The Eleventh's editors and printers were a trio of soldiers: Corporal Charles Wright and Privates Hiram Howard and Henry Lambright. Their paper reflected the experiences of Union soldiers wintering in an occupied, but friendly, town. Articles shared the news of soldiers' deaths and marriages, local political sentiments, and the regimental church. Access to a telegraph and correspondents beyond Point Pleasant allowed readers to stay abreast of military affairs beyond their immediate vicinity, and news poured in from across West Virginia and Tennessee. Poetry provided a degree of entertainment. Though the paper published several issues, only one remains extant.

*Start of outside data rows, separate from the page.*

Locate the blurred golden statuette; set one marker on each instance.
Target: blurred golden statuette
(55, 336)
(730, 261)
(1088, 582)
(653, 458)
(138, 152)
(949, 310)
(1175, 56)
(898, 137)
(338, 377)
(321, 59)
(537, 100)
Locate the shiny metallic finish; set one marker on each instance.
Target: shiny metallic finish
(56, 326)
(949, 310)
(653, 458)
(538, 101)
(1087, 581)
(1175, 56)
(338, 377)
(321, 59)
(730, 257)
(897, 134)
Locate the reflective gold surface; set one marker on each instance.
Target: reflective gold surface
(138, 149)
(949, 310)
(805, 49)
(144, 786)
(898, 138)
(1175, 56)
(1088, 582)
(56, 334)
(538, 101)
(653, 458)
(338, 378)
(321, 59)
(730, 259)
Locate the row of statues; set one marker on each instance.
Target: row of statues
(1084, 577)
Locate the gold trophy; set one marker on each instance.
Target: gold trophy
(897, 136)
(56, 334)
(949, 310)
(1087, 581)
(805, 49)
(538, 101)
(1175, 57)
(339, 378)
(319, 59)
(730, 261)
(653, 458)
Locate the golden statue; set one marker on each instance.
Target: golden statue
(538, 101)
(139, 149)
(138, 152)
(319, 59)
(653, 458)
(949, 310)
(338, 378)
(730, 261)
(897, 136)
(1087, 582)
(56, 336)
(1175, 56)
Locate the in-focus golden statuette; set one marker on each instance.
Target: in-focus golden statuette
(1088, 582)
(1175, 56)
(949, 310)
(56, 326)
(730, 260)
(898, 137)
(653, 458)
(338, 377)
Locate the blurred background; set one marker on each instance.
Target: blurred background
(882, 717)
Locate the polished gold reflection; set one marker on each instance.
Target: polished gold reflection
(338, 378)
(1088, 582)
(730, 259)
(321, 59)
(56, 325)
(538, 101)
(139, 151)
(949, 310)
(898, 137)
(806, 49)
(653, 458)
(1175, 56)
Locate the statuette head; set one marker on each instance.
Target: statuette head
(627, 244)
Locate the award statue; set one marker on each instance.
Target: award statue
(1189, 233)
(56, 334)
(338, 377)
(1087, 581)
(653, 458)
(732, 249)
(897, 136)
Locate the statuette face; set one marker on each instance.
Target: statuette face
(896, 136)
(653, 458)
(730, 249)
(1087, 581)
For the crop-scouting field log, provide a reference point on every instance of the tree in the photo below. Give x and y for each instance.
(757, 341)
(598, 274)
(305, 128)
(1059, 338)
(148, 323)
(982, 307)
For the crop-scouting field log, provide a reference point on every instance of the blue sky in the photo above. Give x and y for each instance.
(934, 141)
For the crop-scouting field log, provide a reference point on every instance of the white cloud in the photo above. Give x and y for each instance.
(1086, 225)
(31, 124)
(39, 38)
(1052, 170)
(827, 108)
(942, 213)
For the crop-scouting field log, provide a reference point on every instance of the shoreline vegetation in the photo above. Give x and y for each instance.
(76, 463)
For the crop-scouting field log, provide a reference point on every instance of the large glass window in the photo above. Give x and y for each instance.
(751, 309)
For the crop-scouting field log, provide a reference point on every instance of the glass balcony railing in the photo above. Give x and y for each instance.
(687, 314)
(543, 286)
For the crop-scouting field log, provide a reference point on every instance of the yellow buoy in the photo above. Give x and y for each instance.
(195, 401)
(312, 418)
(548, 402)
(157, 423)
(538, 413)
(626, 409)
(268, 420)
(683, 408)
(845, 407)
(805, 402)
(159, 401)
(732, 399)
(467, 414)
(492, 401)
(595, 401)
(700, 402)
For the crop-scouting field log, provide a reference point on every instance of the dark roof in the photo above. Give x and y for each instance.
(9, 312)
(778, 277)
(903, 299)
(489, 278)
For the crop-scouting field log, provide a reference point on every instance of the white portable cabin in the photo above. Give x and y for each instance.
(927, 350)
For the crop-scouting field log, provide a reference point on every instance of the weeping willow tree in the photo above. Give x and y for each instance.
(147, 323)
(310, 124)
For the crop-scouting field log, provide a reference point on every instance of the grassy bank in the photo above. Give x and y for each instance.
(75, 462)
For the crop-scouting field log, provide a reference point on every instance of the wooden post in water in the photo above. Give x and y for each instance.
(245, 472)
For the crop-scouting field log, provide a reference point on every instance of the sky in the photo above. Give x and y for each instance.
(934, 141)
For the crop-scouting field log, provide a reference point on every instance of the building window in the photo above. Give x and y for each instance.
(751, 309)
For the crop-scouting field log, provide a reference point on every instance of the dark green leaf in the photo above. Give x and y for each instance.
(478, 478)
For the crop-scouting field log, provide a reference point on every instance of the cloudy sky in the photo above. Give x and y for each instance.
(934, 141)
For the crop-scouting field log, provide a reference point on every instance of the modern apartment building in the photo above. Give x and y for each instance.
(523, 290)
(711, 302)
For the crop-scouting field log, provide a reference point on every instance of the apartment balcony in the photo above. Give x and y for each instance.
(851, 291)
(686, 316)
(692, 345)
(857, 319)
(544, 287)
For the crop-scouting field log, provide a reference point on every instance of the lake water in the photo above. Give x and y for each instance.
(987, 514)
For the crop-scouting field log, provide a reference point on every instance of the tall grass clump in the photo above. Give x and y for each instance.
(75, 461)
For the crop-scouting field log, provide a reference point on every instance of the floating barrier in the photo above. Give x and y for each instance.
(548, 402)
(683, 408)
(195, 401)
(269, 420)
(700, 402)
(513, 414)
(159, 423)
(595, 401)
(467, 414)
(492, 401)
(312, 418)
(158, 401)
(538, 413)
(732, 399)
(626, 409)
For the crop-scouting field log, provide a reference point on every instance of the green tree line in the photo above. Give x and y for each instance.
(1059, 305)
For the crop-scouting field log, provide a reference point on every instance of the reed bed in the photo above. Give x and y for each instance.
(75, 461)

As spring arrived, the regiment split up and the newspaper changed hands. In mid-April, the majority of the 11th Ohio departed Point Pleasant, leaving behind only Company F to guard government supplies. The 11th Ohio Infantry boasted an illustrious, if bloody, tenure during the remainder of the war. A testament to its service was the bravery of Private Hiram Howard, former editor the Eleventh Ohio, who captured the flag of the 18th Alabama Infantry in hand-to-hand combat atop Missionary Ridge in November, 1863. His act of bravery earned him the Medal of Honor.
Although the Eleventh Ohio ceased publication when the bulk of the regiment left town, Private Elijah H. Ever of Company F resumed publication of the newspaper, devoting it specifically to the interests of his company and apparently renaming the paper the Piqua Invincible, a reference to the company's nickname and hometown. No known copies of the Invincible exist.